Ich stehe auf einer kleinen Brücke und blicke verträumt in das Wasser des Baches, der sich unter mir seinen Weg durch die Landschaft bahnt. Die Sonne scheint durch das Blätterdach der Bäume, die an dem Bächlein ihre Wurzeln geschlagen haben und lässt das Wasser wie einen Kristall glitzern.

Ich atme tief ein und genieße die frische Luft. Ein zarter Windhauch streicht über mein Gesicht, durch mein Haar und lässt mich glauben, deinen Geruch wahrzunehmen. Ich schließe die Augen, lass mich von meinen Gedanken treiben, während mein Herz sanftmütig in meiner Brust schlägt und von deiner Nähe träumt. Wie sehr es doch deine Liebkosungen vermisst! Das warme Gefühl, wenn deine Haut sich sanft an meine schmiegt, wenn dein Atem sanft über meinen Hals streicht und die Leidenschaft, die in mir entflammt wird, wenn deine Lippen mich sanft berühren. Längst hat mein Herz alle Ängste der vergangenen Nacht, den Hass der letzten Jahre vergessen, auch wenn es irgendwo noch weiß, dass tief in ihm diese Schmerzen weiter bestehen, auch wenn sie in diesem Moment nicht zu existieren scheinen.

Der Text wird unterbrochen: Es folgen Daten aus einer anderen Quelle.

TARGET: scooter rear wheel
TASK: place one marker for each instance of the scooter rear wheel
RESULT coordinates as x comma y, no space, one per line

Ich öffne wieder meine Augen, blicke hinauf zum blauen Himmel. Die Stille der Natur umgibt mich wie ein schützender Mantel und doch werde ich plötzlich aus meinen Gedanken gerissen. Mein Blick verharrt auf einer Feder, die langsam durch die Luft schwebt. Sanft zieht sie ihre Bahnen und landet nach mehreren Augenblicken auf meinem Haupt. Ich nehme sie herunter und betrachte sie einige Momente mit äußerster Sorgfalt, während ich sie leicht zwischen meinem Daumen und meinem Zeigefinger drehe. Ich denke kurz nach und wandere dann mit meinen Augen wieder himmelwärts und starre durch das Grün der Blätter, versuche etwas am Himmel zu entdecken, doch die Sicht bleibt mir von den umherstehenden Bäumen verwehrt. Enttäuscht und besorgt zugleich senke ich wieder meinen Blick. Oh, mein Ikarus! Bitte verbrenn‘ dir beim Versuch meine Seele zu retten nicht deine Flügel!

Schneenacht

Die Schneeflocken ziehen ihre Bahnen durch die kalte Luft, lassen sich vom Nordwind tragen und durch die finstere Nacht begleiten. Niemand beobachtet uns, niemand stört diesen einzigartigen Moment.

Du legst deine warme Hand an meine Hüfte, während die andere meine rechte Hand sucht und sanft umschließt. Ich spüre deinen heißen Atem auf meiner nackten Haut, wie er sie gleichmäßig streichelt. Deine Brust schmiegt sich sanft an meine, unsere Herzen im selben Takt vereint. Du führst mich durch den Schnee, durch die Stille, durch die Nacht, die nur uns gehört. Du hältst mich fest, löst nicht einmal für Augenblicke die Umarmung. Unsere heißblütigen Körper verschmelzen sich, lassen uns Eins werden mit der Zeitlosigkeit der Sterne, mit der alles verzehrenden Ewigkeit…

…. Und wir tanzten im Schnee heute Nacht.